I was supposed to fly on Royal Air Maroc 0273 at 6:45 am from Cairo, but at passport control after they stamped by passport I was surprised by the officer’s request that I wait for a few moments.
He introduced me to a uniformed senior officer who asked me why I was headed to Morocco. A few moments later a security official came along and escorted me to an underground area in the airport.
When I asked where we were headed, he said the office of homeland security.
I was met by an official in civilian clothes. After I verified his identity, I saw a holding room. Inside were people of different nationalities. He asked me personal questions about my work and human rights activities and the nature of the conference I was to attend.
I was asked to wait outside for several minutes. The minutes became three-and-a-half hours.
During this time I got numerous contradictory instructions from security staff. One confirmed I could leave, another said I could not. I was surprised when at one point they asked me to take back my suitcase. They also carried out a full search.
I happened to see one note which requested the officers conduct a search to verify if I was carrying training materials or anything that could damage state security internally or externally.
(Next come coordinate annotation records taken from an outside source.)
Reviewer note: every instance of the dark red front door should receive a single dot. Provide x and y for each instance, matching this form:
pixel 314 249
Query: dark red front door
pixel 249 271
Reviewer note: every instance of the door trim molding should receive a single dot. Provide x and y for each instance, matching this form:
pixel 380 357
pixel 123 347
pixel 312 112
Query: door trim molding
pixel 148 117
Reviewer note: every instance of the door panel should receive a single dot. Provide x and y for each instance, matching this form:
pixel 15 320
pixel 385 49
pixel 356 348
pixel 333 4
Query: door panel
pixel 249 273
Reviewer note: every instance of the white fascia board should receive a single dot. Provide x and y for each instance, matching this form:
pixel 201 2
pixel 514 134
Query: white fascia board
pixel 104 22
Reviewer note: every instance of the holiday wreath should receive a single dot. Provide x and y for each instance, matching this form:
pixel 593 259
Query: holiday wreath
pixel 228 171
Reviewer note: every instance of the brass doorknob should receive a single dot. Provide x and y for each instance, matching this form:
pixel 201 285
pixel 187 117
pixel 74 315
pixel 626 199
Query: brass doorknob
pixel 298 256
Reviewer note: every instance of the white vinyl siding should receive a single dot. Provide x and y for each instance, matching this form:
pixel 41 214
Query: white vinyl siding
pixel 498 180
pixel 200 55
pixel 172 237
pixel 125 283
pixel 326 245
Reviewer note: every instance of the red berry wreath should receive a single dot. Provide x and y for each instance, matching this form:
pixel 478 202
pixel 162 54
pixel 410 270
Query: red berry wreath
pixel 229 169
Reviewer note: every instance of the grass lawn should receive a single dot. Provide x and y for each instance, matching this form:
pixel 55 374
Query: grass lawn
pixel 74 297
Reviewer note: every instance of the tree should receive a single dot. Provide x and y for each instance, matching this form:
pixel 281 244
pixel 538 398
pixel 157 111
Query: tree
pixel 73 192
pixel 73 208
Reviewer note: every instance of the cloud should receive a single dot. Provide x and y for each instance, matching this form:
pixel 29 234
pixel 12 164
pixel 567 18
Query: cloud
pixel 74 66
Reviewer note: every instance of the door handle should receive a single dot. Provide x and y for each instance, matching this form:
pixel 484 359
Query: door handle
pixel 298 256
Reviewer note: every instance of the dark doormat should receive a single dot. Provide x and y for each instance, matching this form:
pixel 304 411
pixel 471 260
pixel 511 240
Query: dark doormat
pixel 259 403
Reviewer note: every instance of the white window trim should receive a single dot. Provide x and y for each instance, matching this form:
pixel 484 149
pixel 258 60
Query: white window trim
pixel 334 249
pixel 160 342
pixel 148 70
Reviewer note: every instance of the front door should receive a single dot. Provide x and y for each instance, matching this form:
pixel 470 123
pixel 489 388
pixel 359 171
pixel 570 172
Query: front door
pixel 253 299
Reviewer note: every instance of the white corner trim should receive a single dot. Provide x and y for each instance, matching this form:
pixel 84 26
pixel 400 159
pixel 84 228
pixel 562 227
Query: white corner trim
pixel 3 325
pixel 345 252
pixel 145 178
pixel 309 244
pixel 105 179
Of course they didn’t find anything other than my clothes.
They asked me for my phone number.
They confiscated my passport and, after that, they saw me off the airport premises.
They refused to tell me why I was prevented from leaving or to explain why my passport was taken. They told me I need to go to the homeland security office in al-Daqhaliyah on May 5, where I live, in order to receive back.
I did not receive my passport on May 5.
This was just to wear me down. Nothing more. Nothing less.
I plan on filing a complaint to the prosecutor general about this incident, because there was no legal reason for it. Furthermore, I will appeal to the administrate appeals court to mount a challenge.
I was meant to travel overseas next week but now I can’t, even though I have a visa and plane ticket.
In 2016, after the great revolution, I would have expected the country would help us with campaigns for equality and freedom of speech.
Someone who cannot express themselves is like a mute. They see corruption and they can’t deter it. They witness the daily violation of their rights and they can’t prevent it. They view themselves as judged by oppressive laws, and they cannot escape.
All of this turns the individual into a chattel and the country into nothing more than an oppressor. There’s no real life here. No progress. No reform. No development.
Someone whose freedom of movement has been taken away lives in a dark cell with a tiny window through which they can only see a shaft of light and tiny portion of the sky through which they cannot fly.
They fly in the cell as a desperate creature, with their soul destroyed. They hang between the land, which they cannot touch, and the sky which they cannot reach.
Reda El-Danbouki is an Egyptian women’s rights lawyer who secured the country’s first ever conviction for female genital mutilation. He heads the Women's Centre for Guidance and Legal Awareness.